Our regulations provide that any subsequent protest to our Office must be filed within 10 calendar days of “actual or constructive knowledge of initial adverse agency action” to be considered timely, and further that adverse agency action means any action or inaction on the part of a contracting agency that is prejudicial to the position taken in a protest filed with the agency--expressly including the “opening of bids or receipt of proposals.” 4 C.F.R. §§ 21.2(a)(3), 21.0(e); see MLS-Multinational Logistic Servs., Ltd., B-415782, B‑415708.2, Mar. 7, 2018, 2018 CPD ¶ 105 at 4 (protest dismissed as untimely when filed more than 10 days after closing date for receipt of proposals, not when protester learned that agency-level protest had been denied). In short, where a timely agency-level protest is filed by the closing date for receipt of proposals (or quotations, as here) the protester is on notice that the agency is not taking the desired corrective action, so timeliness for a subsequent GAO protest is measured from the closing date. DAI, Inc., B‑408625, B‑408625.2, Nov. 6, 2013, 2013 CPD ¶ 259 at 3 (protest dismissed as untimely when filed more than 10 days after closing date for receipt of proposals).

Marathon opposes dismissal and contends that the closing date for receipt of quotations here was not prejudicial to the challenges in its protest in a way that would constitute adverse agency action under either our regulations or the decisions cited.

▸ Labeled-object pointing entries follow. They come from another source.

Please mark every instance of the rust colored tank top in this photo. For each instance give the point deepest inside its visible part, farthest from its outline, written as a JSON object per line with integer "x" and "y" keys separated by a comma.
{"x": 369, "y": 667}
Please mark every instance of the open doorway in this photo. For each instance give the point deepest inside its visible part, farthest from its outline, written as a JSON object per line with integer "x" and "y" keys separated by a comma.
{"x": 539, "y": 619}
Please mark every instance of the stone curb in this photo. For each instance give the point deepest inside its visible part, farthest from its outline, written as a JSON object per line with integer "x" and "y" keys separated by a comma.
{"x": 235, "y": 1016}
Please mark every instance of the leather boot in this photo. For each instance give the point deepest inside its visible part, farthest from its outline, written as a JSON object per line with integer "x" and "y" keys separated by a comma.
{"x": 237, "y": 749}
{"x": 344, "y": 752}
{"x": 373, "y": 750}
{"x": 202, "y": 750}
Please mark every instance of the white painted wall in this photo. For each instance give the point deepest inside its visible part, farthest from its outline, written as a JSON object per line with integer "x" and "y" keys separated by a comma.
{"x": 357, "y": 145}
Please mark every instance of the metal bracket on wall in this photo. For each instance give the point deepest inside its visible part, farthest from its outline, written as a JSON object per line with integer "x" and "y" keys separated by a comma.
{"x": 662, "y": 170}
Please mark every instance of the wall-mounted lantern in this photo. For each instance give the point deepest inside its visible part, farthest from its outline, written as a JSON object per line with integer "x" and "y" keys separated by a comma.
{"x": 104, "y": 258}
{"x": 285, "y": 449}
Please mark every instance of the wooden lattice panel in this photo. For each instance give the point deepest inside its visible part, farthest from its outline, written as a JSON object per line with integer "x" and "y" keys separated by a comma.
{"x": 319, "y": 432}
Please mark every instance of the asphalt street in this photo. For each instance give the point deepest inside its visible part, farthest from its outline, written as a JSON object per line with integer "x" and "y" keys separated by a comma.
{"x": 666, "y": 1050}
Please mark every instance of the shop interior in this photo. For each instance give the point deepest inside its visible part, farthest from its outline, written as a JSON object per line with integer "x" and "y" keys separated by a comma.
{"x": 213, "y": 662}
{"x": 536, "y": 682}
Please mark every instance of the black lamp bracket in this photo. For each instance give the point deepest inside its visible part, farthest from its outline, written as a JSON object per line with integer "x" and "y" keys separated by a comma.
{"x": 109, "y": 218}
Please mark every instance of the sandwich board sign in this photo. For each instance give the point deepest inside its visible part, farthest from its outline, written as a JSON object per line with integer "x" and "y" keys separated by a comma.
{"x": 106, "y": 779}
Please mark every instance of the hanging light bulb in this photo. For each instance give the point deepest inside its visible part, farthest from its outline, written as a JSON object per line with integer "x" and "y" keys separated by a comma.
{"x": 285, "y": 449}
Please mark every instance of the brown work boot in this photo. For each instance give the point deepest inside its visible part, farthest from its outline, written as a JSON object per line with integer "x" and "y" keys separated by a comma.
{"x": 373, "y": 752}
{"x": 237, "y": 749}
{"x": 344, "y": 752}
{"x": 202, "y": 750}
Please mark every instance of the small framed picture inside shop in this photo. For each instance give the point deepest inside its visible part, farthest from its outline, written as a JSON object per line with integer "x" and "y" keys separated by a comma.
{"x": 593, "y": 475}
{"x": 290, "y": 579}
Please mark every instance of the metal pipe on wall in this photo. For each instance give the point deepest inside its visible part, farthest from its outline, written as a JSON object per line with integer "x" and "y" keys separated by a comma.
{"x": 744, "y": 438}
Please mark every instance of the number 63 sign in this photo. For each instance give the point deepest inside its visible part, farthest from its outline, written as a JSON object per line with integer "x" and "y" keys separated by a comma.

The protester notes that it had submitted a quotation and that it had no objection to the closing date itself. Resp. to Req. for Dismissal at 2-3. Marathon argues that it timely filed its protest within 10 days of January 17, when the VA informed the firm that the agency-level protest had been denied. Id. at 4.

We disagree. As discussed above, our Bid Protest Regulations and our decisions are consistent in treating the closing date for receipt of quotations as adverse agency action, at which point the protester with an agency-level protest pending at the closing time has 10 days to file a timely protest with our Office raising those challenges. Moreover, the presence of the NMR at closing time affected which products a SDVOSB firm could quote and, therefore, whether a firm such as Marathon could represent that it qualified as an SDVOSB (or for other set-aside tiers). Consequently, as Marathon filed this protest with our Office more than 10 days after the December 1 closing date for submission of quotations, it is untimely.

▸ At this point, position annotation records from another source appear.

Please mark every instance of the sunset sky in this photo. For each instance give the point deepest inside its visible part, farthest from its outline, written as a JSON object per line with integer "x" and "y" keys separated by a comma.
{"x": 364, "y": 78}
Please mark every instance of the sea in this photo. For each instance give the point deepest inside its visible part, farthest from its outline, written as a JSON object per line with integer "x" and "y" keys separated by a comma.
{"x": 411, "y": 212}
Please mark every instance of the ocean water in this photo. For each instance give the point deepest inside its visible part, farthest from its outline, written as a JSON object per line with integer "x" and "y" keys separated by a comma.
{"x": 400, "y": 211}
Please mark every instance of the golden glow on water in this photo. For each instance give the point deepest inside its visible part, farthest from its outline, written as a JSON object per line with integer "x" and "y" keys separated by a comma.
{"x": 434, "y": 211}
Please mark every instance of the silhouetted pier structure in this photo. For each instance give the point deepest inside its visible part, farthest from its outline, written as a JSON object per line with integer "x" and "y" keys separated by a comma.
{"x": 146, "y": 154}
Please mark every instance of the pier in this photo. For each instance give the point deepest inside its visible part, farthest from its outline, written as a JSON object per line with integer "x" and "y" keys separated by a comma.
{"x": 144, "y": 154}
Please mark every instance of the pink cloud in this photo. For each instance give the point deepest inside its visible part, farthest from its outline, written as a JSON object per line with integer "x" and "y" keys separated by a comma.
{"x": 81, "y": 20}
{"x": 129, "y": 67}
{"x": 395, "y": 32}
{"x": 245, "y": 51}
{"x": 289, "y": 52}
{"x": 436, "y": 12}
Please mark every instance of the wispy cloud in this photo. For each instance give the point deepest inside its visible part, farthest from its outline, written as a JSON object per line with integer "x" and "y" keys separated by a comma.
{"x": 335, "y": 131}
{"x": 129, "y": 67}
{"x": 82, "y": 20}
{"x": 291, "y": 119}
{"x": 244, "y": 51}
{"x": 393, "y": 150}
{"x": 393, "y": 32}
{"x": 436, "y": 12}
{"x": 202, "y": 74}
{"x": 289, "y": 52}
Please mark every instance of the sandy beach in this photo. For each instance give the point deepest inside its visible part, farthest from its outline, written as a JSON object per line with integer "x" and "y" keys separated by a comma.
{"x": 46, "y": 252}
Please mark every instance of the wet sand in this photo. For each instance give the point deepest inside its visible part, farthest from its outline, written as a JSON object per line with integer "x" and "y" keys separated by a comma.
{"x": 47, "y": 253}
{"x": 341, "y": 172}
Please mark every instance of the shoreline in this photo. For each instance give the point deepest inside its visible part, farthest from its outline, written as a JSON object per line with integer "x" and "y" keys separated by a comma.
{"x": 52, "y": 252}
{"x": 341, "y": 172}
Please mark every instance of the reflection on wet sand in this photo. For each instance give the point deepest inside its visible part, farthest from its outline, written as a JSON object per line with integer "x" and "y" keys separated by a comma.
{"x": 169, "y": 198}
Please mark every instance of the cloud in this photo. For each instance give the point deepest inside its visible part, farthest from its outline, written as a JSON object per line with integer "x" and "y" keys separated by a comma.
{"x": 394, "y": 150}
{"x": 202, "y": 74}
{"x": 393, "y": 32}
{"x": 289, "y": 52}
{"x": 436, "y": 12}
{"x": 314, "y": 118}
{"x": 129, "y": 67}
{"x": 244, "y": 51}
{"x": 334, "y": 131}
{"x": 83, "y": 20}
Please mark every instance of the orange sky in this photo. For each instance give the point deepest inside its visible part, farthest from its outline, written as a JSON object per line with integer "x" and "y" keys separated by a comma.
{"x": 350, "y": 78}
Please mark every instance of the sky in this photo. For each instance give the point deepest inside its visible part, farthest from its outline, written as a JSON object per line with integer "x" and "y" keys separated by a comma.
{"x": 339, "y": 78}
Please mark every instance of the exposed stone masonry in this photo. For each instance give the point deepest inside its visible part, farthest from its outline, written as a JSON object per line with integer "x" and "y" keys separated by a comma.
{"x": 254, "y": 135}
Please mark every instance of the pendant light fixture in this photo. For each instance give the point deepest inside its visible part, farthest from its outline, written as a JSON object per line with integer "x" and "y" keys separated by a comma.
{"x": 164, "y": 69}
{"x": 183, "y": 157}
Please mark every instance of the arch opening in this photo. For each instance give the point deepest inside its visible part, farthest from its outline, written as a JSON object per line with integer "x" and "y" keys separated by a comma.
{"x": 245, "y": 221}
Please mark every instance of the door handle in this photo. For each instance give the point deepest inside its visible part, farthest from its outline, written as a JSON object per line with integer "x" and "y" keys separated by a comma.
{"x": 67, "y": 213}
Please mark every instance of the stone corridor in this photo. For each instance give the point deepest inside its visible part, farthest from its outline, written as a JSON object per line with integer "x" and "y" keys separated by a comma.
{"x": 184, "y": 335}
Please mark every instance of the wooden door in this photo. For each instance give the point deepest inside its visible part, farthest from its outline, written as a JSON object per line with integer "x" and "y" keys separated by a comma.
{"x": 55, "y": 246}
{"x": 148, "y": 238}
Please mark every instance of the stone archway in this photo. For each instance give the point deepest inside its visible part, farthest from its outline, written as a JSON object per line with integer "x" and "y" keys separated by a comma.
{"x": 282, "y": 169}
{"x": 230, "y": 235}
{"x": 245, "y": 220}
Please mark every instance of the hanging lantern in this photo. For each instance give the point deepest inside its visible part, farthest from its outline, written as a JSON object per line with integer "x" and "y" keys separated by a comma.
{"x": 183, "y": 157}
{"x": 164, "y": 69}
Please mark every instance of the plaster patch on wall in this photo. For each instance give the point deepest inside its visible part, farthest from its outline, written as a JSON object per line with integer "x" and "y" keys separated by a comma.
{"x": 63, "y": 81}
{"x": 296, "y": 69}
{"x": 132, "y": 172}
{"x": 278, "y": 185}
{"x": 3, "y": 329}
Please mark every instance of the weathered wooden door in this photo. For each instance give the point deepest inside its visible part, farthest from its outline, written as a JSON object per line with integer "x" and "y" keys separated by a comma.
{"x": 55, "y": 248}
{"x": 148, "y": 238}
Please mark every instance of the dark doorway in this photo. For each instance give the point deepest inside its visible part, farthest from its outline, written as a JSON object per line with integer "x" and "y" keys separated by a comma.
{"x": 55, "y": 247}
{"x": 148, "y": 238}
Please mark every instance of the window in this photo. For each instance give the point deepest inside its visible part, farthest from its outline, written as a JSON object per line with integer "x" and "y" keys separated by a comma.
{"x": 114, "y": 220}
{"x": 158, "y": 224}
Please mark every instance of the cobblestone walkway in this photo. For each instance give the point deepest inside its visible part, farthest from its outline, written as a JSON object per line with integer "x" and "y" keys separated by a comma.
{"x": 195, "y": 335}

The protest is dismissed.[5]

Edda Emmanuelli Perez

General Counsel

 

[1] The RFQ states “[a]lthough there are currently no plans for the government to order against this BPA, if that occurs, there is a $500,000 individual order limitation.” Protest exh. A, RFQ at 7. Marathon notes that the VA described the BPAs as involving orders valued at “hundreds of millions of dollars.” Protest at 20.

[2] The nonmanufacturer rule imposes eligibility conditions under certain small business set-asides where a firm proposes to furnish an end item that it did not manufacture, process, or produce. See 13 C.F.R. § 121.406; FAR 19.505(c).

[3] The RFQ contained similar provisions for the other tiers. E.g., Protest exh. A, RFQ at 43-44.

[4] As it had done in its agency-level protest, Marathon also challenges the application of the NMR at other tiers. Id. at 15-21.

[5] In dismissing the protest as untimely, we express no view on the application of the NMR to the establishment of these BPAs or the contracting officer’s discretion to seek a waiver of the NMR from the Small Business Administration.